Bald war nur noch eine dünne, harzige Schicht übrig, aus der dünne Rauchfäden aufstiegen. Er wusste, dass Gras darüberwachsen und jede sichtbare Erinnerung an das hedonoso-te auslöschen würde. Als das Feuer so weit erloschen war, dass er es sich selbst überlassen konnte, machte er sich mit der Ölkanne auf den Rückweg. Auf dem Langen Weg kam ihm eine kleine Gestalt entgegen. Sie versuchte mürrisch, einen kleinen Jungen hinter sich zu lassen, der gefallen war und sich das Knie aufgeschlagen hatte. Doch der kleine Junge humpelte störrisch hinter ihr drein. Er weinte, und seine Nase lief.
Shaman putzte Joshua mit seinem Taschentuch die Nase und küsste sein Knie neben der blutigen Stelle. Er versprach, es zu Hause wieder heil zu machen.
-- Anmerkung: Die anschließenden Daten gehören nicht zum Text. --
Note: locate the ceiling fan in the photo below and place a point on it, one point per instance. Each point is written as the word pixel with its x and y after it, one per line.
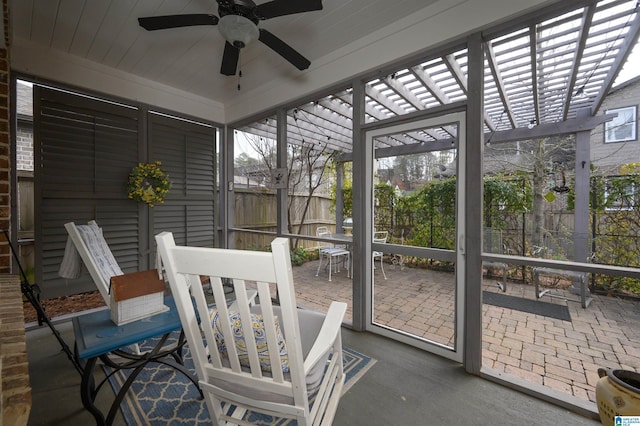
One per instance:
pixel 238 24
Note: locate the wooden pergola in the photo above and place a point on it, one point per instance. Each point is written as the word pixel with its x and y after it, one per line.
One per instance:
pixel 540 73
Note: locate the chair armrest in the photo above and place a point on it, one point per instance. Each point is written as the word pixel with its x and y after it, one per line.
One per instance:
pixel 327 335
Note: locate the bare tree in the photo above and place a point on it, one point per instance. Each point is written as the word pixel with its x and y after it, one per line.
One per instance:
pixel 308 167
pixel 546 160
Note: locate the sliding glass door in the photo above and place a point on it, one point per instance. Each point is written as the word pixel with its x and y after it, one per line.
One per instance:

Dann setzte er sich Hattie auf die Schultern, nahm Joshua in die Arme und marschierte los. Diese beiden waren die einzigen Kobolde auf der Welt, die ihm wichtig waren, diese beiden guten Kobolde, die seine Seele verzaubert hatten. Hattie zog ihn an den Ohren, damit er schneller ging, und er fing an zu traben wie Trude. Als sie so fest an seinen Ohren zerrte, dass sie schmerzten, drückte er Joshua gegen Hatties Beine, damit sie nicht herunterfallen konnte, und begann zu galoppieren wie Boss. Und nun rannte und rannte er, rannte auf das Beste in seinem Leben zu.